STATE OF IOWA, Plaintiff-Appellee, v. DANNY RAY ROBINSON, Defendant-Appellant.

No. 05-0205Court of Appeals of Iowa.
Filed May 10, 2006

[EDITOR’S NOTE: This case is unpublished as indicated by the issuing court.]

Appeal from the Iowa District Court for Polk County, Eliza J. Ovrom, Judge.

Danny Robinson appeals his judgment and sentence for first-degree arson, alleging ineffective assistance of counsel.AFFIRMED.

Linda Del Gallo, State Appellate Defender, and Theresa R. Wilson, Assistant Appellate Defender, for appellant.

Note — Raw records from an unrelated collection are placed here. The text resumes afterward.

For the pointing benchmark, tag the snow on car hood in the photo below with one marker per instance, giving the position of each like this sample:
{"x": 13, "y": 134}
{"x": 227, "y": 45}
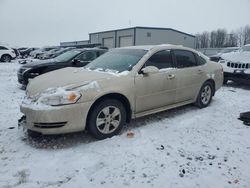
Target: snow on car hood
{"x": 69, "y": 76}
{"x": 242, "y": 57}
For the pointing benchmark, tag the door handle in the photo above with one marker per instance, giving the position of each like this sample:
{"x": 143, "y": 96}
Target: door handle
{"x": 171, "y": 76}
{"x": 200, "y": 71}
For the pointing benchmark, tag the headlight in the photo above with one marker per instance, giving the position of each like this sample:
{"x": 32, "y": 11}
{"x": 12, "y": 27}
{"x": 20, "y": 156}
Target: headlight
{"x": 59, "y": 97}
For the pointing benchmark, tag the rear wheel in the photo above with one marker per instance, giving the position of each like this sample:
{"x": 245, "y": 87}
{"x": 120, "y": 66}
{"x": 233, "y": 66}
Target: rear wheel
{"x": 205, "y": 95}
{"x": 225, "y": 81}
{"x": 6, "y": 58}
{"x": 106, "y": 119}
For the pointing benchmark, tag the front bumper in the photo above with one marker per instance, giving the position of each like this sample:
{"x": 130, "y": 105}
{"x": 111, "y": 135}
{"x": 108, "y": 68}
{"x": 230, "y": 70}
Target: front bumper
{"x": 56, "y": 120}
{"x": 21, "y": 79}
{"x": 237, "y": 77}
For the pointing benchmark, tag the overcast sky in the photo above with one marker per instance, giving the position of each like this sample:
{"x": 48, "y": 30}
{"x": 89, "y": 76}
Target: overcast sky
{"x": 49, "y": 22}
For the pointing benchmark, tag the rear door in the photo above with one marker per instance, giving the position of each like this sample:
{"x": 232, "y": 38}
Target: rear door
{"x": 157, "y": 89}
{"x": 190, "y": 75}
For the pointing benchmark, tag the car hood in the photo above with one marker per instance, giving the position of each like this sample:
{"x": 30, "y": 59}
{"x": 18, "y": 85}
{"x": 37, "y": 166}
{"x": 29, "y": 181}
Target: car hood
{"x": 38, "y": 63}
{"x": 243, "y": 57}
{"x": 66, "y": 77}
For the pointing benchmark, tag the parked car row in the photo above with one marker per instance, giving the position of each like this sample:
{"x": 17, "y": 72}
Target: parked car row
{"x": 236, "y": 65}
{"x": 71, "y": 58}
{"x": 120, "y": 85}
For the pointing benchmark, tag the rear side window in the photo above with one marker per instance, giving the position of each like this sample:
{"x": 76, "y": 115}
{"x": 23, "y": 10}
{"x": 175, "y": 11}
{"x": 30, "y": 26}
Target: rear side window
{"x": 3, "y": 48}
{"x": 200, "y": 60}
{"x": 184, "y": 58}
{"x": 161, "y": 60}
{"x": 87, "y": 56}
{"x": 99, "y": 53}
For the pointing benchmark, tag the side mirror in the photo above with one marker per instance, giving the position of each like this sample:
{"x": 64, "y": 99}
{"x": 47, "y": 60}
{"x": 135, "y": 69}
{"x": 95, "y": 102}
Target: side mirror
{"x": 150, "y": 70}
{"x": 75, "y": 61}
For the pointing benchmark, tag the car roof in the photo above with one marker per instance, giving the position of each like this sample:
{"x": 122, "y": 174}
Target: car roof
{"x": 157, "y": 47}
{"x": 85, "y": 49}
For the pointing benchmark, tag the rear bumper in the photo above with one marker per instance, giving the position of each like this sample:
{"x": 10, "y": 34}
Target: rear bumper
{"x": 237, "y": 77}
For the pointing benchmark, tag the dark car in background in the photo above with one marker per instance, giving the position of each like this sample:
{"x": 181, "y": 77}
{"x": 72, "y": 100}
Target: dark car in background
{"x": 56, "y": 52}
{"x": 217, "y": 57}
{"x": 26, "y": 52}
{"x": 72, "y": 58}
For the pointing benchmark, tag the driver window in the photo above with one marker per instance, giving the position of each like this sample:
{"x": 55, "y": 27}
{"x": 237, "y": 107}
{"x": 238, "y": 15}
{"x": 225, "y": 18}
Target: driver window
{"x": 161, "y": 60}
{"x": 87, "y": 56}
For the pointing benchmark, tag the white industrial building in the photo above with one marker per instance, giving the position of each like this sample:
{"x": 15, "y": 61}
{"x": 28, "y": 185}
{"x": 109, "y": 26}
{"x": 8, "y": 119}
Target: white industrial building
{"x": 142, "y": 36}
{"x": 135, "y": 36}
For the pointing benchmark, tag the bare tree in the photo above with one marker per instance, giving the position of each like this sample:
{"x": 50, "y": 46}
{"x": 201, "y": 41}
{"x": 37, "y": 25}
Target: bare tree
{"x": 205, "y": 39}
{"x": 198, "y": 41}
{"x": 231, "y": 40}
{"x": 220, "y": 38}
{"x": 213, "y": 36}
{"x": 246, "y": 35}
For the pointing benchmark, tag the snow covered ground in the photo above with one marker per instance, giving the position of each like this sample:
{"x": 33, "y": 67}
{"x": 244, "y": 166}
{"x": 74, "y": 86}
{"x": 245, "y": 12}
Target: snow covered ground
{"x": 185, "y": 147}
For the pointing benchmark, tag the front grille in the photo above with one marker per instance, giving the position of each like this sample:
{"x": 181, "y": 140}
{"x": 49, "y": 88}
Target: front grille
{"x": 238, "y": 65}
{"x": 50, "y": 125}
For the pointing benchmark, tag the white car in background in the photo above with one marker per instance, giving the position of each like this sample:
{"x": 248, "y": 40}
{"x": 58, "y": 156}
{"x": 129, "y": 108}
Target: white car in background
{"x": 6, "y": 54}
{"x": 236, "y": 65}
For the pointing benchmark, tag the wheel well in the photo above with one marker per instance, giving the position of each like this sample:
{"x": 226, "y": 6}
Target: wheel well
{"x": 213, "y": 85}
{"x": 5, "y": 55}
{"x": 118, "y": 97}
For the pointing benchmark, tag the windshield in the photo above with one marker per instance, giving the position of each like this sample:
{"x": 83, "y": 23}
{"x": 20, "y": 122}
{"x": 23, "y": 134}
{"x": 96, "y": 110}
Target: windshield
{"x": 245, "y": 48}
{"x": 67, "y": 55}
{"x": 117, "y": 60}
{"x": 227, "y": 50}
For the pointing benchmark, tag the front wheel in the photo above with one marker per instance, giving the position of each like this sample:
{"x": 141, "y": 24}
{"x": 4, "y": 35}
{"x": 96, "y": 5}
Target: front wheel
{"x": 106, "y": 119}
{"x": 205, "y": 95}
{"x": 6, "y": 58}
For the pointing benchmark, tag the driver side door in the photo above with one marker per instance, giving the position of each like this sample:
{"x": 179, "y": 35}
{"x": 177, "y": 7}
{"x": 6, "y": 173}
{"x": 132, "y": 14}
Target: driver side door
{"x": 158, "y": 89}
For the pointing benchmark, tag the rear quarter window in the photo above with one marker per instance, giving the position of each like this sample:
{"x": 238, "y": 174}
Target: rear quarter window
{"x": 185, "y": 58}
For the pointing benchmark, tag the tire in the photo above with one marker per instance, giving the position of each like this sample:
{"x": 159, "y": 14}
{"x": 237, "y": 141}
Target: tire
{"x": 225, "y": 81}
{"x": 112, "y": 117}
{"x": 205, "y": 95}
{"x": 6, "y": 58}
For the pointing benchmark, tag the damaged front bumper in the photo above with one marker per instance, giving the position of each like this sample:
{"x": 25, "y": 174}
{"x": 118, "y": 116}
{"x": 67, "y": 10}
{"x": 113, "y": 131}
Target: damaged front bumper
{"x": 55, "y": 120}
{"x": 237, "y": 76}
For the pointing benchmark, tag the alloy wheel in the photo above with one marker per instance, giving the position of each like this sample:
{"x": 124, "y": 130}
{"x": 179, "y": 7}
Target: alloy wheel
{"x": 108, "y": 119}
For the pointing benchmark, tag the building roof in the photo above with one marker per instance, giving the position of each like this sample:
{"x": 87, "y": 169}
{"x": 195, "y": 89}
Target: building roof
{"x": 139, "y": 27}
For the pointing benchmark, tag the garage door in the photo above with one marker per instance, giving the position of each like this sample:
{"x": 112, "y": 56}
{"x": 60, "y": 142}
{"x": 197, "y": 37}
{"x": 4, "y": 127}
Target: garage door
{"x": 108, "y": 42}
{"x": 126, "y": 41}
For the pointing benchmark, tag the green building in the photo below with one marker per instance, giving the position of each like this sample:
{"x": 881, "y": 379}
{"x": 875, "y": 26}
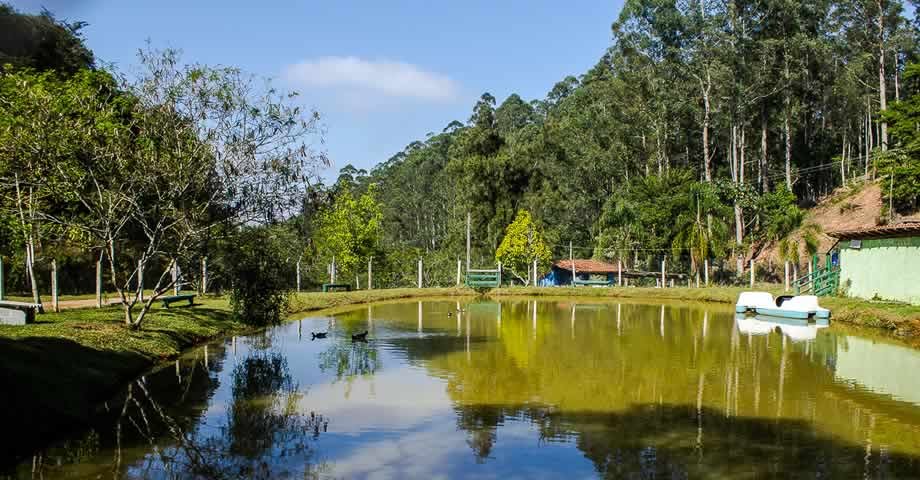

Thomas J. Miller, Attorney General, Ann E. Brenden, Assistant Attorney General, John P. Sarcone, County Attorney, and George Karnas, Assistant County Attorney, for appellee.

Considered by Huitink, P.J., and Vaitheswaran and Eisenhauer, JJ.

VAITHESWARAN, J.

Danny Robinson and his wife Lydia were married but separated. Lydia lived in a Des Moines apartment with her aunt. One spring evening, a fire broke out in the apartment. Earlier that afternoon, neighbors witnessed Robinson assault his wife outside the apartment.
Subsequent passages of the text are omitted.